Senza alcun atteggiamento di carità o compassione Richard scopre a poco a poco e non senza incertezze e contraddizioni le vicende dei profughi come parte della storia dell’umanità, utilizzando le sue competenze di cultura classica per ricostruire il passato delle regioni da cui provengono attraverso gli storici greci come Erodoto.
Anche loro hanno una storia alle spalle, non solo quella dell’Europa burocratica che momentaneamente li ospita.
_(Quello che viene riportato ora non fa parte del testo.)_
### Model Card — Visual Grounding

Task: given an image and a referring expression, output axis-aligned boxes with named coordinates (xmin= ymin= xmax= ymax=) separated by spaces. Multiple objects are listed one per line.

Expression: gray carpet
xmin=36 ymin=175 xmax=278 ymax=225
Le ricostruzioni dei viaggi e delle fughe dalle guerre o dalla fame sono molto significative perché prive di luoghi comuni e di retorica; nel corso dei racconti che emergono faticosamente dai rapporti più continui che si stabiliscono tra Richard e quella parte dei profughi che, dopo un accordo col Senato di Berlino, viene ospitata in una ex residenza per anziani a poca distanza dalla sua casa, si scopre quanto sia importante per queste persone mantenere un rapporto con quelli che sono rimasti nei paesi d’origine e quanto sia decisivo avere amici con cui mantenere i contatti in Europa, nei paesi in cui sono passati o in cui sperano di arrivare. Ma si scopre anche che se essi sono riusciti a superare molti muri, nuovi muri si stanno creando a loro danno in una sequenza che sembra uscire da un racconto di Kafka.
Alla fine la legge, o la burocrazia, avrà ragione e a tutti i nuovi amici di Richard sarà negata la possibilità di chiedere asilo in Germania. Perderanno anche la struttura che li ospita, ma parecchi di loro troveranno ospitalità nella casa di Richard e di alcuni amici che lui ha coinvolto e interessato. Da qui comincia una nuova storia che nessuno di noi europei sa in questo momento come potrà svilupparsi e qui si conclude la narrazione delle Erpenbeck.
Vale la pena di ricordare alcuni passaggi dell’incontro tra Richard e gli africani. In un primo momento egli li individua con un soprannome che sembra corrispondere a certe loro caratteristiche, come Tristano o Apollo, per evitare di confonderli, poi cerca di capire da quale parte dell’Africa provengono, e quasi inevitabilmente, data la sua formazione classica, scoprendo che molti provengono dalla zona sahariana, ricerca le informazioni da parte degli storici greci antichi relative a questa regione e alle popolazioni che la abitavano; è come se scoprendo il passato si garantisse una eguale dignità a questa umanità che sbarca sulle coste dell’Europa e si accampa nelle sue piazze.
Richard conosce in questo modo le storie delle fughe dalle guerre o dalla fame e aiuterà uno dei profughi a comperare un pezzo di terrà nel suo paese, il Ghana, per mantenere la sua famiglia, e ospiterà alcuni quando perderanno il diritto d’asilo, arrivando alla conclusione che: “ Gli africani di certo non sapevano chi fosse Hitler, e tuttavia: era solo se quei profughi riuscivano a sopravvivere in Germania che Hitler, la guerra, l’aveva persa davvero”.

 

Jenny Erpenbeck, Voci del verbo andare,  Editore Sellerio, 2016, pp. 352, 16 libro, 9,9 e-book.